Parágrafo Único – Não constitui o pós-doutorado, sob qualquer perspectiva, um curso ou nível específico de estudos pós-graduados, nem, a fortiori, um grau ou título acadêmico, como o são o curso de mestrado e o título de mestre, ou o curso de doutorado e o título de doutor.
[]s
“O nível mais elevado de formação proporcionado pelo Departamento de Química Fundamental do Instituto de Química da USP é o de Pós-Doutorado.”
Vou editar o artigo com a informação que você me passou.
Obrigado. =)
P.S: Pretendo me aprofundar na área de Administração.
Só tenho a lhe agradecer, Bernardo.
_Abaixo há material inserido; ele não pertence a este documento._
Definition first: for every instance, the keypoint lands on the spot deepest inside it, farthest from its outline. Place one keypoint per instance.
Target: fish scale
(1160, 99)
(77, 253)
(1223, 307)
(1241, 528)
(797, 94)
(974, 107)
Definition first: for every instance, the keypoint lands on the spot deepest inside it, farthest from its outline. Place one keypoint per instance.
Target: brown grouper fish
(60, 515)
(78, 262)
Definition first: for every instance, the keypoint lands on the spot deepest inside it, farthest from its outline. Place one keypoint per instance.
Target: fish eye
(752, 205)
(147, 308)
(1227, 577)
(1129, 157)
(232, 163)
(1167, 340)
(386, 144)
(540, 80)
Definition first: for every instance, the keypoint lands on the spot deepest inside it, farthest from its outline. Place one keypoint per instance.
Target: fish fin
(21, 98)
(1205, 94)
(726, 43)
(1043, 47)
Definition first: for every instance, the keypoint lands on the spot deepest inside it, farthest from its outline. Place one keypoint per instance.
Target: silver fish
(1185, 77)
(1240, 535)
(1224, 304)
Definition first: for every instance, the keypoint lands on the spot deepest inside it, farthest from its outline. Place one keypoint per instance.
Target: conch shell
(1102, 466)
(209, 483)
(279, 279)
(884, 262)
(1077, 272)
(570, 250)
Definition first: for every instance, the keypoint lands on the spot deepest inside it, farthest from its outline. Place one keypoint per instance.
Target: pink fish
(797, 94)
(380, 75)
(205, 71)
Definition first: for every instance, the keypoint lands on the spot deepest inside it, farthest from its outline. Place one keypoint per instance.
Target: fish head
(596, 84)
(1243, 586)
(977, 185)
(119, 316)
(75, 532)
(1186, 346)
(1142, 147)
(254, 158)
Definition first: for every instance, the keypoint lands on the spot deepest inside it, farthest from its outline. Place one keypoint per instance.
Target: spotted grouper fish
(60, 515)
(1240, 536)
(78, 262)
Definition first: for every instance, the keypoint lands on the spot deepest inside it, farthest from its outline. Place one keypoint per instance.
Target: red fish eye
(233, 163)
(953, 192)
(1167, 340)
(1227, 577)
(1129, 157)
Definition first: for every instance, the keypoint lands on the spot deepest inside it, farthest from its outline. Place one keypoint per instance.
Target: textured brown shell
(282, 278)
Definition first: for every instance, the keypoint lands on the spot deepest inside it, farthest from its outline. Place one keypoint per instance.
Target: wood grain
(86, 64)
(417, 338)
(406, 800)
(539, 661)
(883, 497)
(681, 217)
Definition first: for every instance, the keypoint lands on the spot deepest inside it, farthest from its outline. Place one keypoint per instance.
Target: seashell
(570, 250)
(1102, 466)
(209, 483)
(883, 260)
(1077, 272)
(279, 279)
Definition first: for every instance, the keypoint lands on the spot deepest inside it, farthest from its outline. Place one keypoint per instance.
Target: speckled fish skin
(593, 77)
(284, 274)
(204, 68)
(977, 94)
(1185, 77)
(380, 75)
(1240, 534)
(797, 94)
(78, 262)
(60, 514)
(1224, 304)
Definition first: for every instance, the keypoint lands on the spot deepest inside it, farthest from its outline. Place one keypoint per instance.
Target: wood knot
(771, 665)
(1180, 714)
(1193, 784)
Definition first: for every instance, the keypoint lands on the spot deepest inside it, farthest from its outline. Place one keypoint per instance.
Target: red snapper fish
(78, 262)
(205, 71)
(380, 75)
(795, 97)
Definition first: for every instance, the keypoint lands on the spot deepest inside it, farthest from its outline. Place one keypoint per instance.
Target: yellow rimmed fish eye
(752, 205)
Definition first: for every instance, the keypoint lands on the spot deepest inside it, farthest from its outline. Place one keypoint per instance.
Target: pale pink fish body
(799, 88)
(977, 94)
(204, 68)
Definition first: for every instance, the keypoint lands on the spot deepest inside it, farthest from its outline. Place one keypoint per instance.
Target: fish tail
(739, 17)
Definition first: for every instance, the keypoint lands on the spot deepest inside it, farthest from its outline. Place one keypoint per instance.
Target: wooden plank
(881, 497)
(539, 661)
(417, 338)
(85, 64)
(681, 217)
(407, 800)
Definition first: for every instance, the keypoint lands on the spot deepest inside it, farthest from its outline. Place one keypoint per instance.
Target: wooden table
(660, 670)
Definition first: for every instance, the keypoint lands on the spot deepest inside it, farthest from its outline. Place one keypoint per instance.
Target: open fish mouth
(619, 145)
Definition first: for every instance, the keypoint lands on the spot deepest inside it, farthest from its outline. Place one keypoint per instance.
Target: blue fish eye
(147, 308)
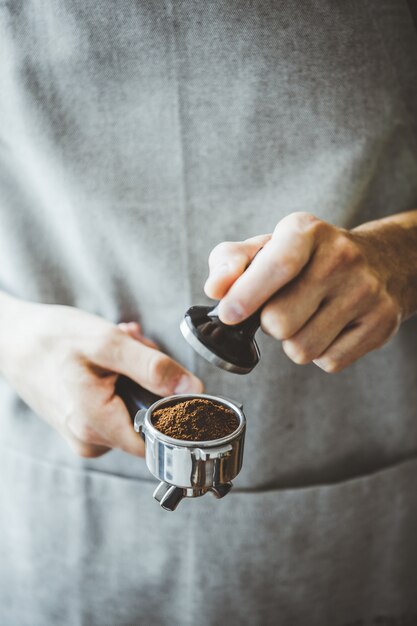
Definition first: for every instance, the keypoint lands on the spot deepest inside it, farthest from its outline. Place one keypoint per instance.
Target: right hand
(64, 363)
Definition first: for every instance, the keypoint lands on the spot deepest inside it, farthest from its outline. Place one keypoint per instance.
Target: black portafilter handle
(134, 396)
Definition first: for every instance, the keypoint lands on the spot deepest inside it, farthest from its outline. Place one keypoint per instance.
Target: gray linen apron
(134, 136)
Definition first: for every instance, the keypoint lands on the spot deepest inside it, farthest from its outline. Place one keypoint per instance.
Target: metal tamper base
(230, 347)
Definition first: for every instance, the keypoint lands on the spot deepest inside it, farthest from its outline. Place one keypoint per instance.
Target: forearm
(393, 243)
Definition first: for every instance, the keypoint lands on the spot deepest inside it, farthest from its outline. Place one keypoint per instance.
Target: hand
(331, 295)
(64, 363)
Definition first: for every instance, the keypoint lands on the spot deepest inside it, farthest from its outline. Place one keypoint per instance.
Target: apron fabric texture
(135, 136)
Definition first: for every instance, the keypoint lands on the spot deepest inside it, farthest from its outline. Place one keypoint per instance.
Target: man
(136, 137)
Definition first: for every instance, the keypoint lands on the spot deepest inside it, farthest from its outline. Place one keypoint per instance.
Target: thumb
(149, 367)
(227, 261)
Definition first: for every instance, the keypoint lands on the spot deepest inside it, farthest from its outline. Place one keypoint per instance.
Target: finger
(228, 261)
(318, 333)
(134, 330)
(282, 259)
(287, 312)
(109, 427)
(369, 333)
(152, 369)
(117, 428)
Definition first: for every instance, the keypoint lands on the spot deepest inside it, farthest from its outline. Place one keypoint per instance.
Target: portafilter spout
(186, 469)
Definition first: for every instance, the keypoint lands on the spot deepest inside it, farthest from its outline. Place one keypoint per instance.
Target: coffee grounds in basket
(195, 420)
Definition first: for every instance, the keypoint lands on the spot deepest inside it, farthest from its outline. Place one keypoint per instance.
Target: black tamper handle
(134, 396)
(248, 327)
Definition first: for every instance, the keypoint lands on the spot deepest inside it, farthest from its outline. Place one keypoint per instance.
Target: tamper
(186, 469)
(233, 348)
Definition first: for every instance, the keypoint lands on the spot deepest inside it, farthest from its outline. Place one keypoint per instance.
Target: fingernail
(188, 384)
(218, 272)
(231, 313)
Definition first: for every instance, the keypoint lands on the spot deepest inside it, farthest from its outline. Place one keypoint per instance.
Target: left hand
(330, 293)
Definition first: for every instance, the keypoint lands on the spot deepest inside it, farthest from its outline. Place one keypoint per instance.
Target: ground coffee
(196, 420)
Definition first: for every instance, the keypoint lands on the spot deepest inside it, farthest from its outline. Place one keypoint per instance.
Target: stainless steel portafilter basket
(185, 469)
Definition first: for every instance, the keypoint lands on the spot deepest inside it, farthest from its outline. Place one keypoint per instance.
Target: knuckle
(345, 252)
(330, 365)
(275, 323)
(222, 250)
(389, 319)
(159, 367)
(367, 289)
(296, 352)
(300, 220)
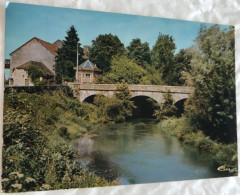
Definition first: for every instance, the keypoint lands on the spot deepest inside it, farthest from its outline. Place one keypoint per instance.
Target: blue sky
(24, 21)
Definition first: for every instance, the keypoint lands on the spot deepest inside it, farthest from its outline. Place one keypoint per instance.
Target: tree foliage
(214, 103)
(66, 58)
(139, 52)
(163, 57)
(103, 49)
(124, 70)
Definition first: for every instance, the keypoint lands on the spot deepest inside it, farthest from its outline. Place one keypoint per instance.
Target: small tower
(87, 72)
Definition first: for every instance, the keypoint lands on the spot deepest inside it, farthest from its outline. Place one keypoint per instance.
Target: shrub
(63, 131)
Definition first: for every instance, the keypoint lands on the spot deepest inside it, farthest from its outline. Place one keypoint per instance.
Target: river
(138, 151)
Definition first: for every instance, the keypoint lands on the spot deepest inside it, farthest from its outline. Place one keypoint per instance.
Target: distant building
(87, 72)
(35, 51)
(86, 49)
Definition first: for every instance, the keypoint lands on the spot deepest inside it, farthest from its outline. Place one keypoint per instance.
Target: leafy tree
(167, 109)
(163, 57)
(123, 70)
(66, 58)
(103, 48)
(139, 52)
(182, 61)
(116, 108)
(214, 105)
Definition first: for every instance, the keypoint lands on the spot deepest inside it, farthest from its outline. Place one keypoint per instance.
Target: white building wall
(32, 51)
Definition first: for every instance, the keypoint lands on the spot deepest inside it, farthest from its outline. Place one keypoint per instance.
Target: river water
(138, 151)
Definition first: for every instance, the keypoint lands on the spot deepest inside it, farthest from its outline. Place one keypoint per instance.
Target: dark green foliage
(213, 105)
(66, 59)
(103, 49)
(124, 70)
(224, 155)
(139, 52)
(167, 109)
(163, 57)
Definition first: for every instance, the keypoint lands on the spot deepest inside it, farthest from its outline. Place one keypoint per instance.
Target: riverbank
(36, 151)
(225, 155)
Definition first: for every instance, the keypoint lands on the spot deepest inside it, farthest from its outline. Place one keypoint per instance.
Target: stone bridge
(156, 92)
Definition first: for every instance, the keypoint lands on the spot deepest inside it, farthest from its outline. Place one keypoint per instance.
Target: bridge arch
(180, 106)
(145, 106)
(90, 98)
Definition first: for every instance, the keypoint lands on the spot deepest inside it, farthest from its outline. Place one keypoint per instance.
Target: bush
(63, 131)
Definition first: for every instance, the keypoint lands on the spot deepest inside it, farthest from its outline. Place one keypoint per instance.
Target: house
(87, 72)
(37, 52)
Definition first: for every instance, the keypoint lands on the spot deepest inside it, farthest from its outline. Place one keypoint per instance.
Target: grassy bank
(36, 153)
(224, 154)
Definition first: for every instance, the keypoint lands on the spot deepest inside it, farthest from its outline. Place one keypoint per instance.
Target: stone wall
(32, 51)
(82, 91)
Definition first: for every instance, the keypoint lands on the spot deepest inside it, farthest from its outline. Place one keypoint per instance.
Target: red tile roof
(49, 46)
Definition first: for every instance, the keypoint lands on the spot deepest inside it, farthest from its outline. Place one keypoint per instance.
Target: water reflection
(138, 152)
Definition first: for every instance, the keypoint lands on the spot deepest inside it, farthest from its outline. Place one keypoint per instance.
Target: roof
(49, 46)
(88, 64)
(40, 65)
(58, 42)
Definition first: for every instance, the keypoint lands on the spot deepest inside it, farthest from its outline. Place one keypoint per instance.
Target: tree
(103, 49)
(182, 61)
(214, 105)
(123, 70)
(139, 52)
(66, 57)
(163, 57)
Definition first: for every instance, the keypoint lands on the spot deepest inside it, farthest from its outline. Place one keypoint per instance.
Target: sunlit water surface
(139, 152)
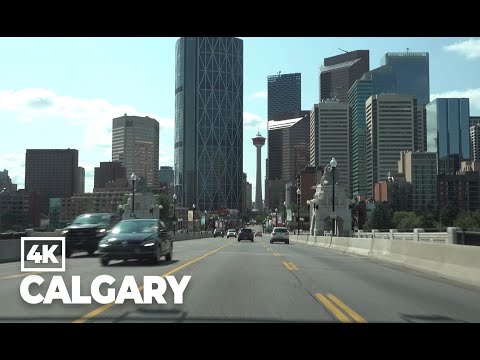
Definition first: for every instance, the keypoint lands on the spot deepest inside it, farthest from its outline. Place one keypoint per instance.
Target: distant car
(280, 234)
(141, 239)
(86, 231)
(245, 234)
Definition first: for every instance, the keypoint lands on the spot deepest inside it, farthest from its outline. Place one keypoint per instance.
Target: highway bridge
(309, 280)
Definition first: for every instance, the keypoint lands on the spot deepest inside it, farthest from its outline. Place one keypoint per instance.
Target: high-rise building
(284, 94)
(52, 173)
(375, 82)
(314, 161)
(258, 142)
(391, 122)
(135, 142)
(6, 184)
(420, 170)
(412, 73)
(475, 142)
(451, 118)
(80, 180)
(166, 175)
(288, 152)
(109, 173)
(209, 122)
(339, 72)
(334, 137)
(474, 120)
Estava realmente precisando de um material destes.
receio que há um grande desencontro de informações nas explicações acima. o maior título acadêmico no Brasil é o de livre-docente, que se consolida com a apresentação de uma tese equivalente à de um doutorado, de uma prova didática (ministrar uma aula), análise de currículo e memorial circunstanciado. pode haver ainda uma prova escrita. esse título consolida o profissional como pesquisador e não apenas como professor e não se trata apenas de “um reconhecimento pela instituição”. há títulos correspondentes em outros países da Europa. o pós-doutorado, de fato, não é título acadêmico, embora seja reconhecido no meio como uma etapa relevante na formação profissional. tanto é que o nome correto é estágio pós-doutoral. a duração depende da agência financiadora, pode ser de três meses a três anos. no Brasil é mais comum estágio pós-doutoral de seis meses, um ano ou um ano e meio. na Europa tem bolsas que duram três anos. na Alemanha, por exemplo, tem bolsas de três anos que podem ser renovadas por mais dois. mas, lá há um problema para se conseguir trabalho, então o estágio pós-doutoral é mais longo e serve para o pesquisador/professor arranjar uma colocação. vale lembrar que no Brasil é mais comum a junção das atividades de professor/pesquisador, exceto em institutos como a fundação Osvaldo Cruz, o CBPF (Centro Brasileiro de Pesquisas Físicas) e outros. mas, mesmo nesses locais os pesquisadores ministram aulas para a pós-graduação. finalmente, no Brasil o mestrado tem duração de dois anos. e, foi bem explicado que o PhD é um título equivalente ao de Doutor. abraços.
Quando o IQ-USP/SP diz que forma da graduação ao pós-doutoramento, ele está absolutamente certo. Embora a Livre-Docência seja o último nível acadêmico do país, ela não é uma pós-graduação (embora o pós-doutorado também não seja, mas aí é outra história).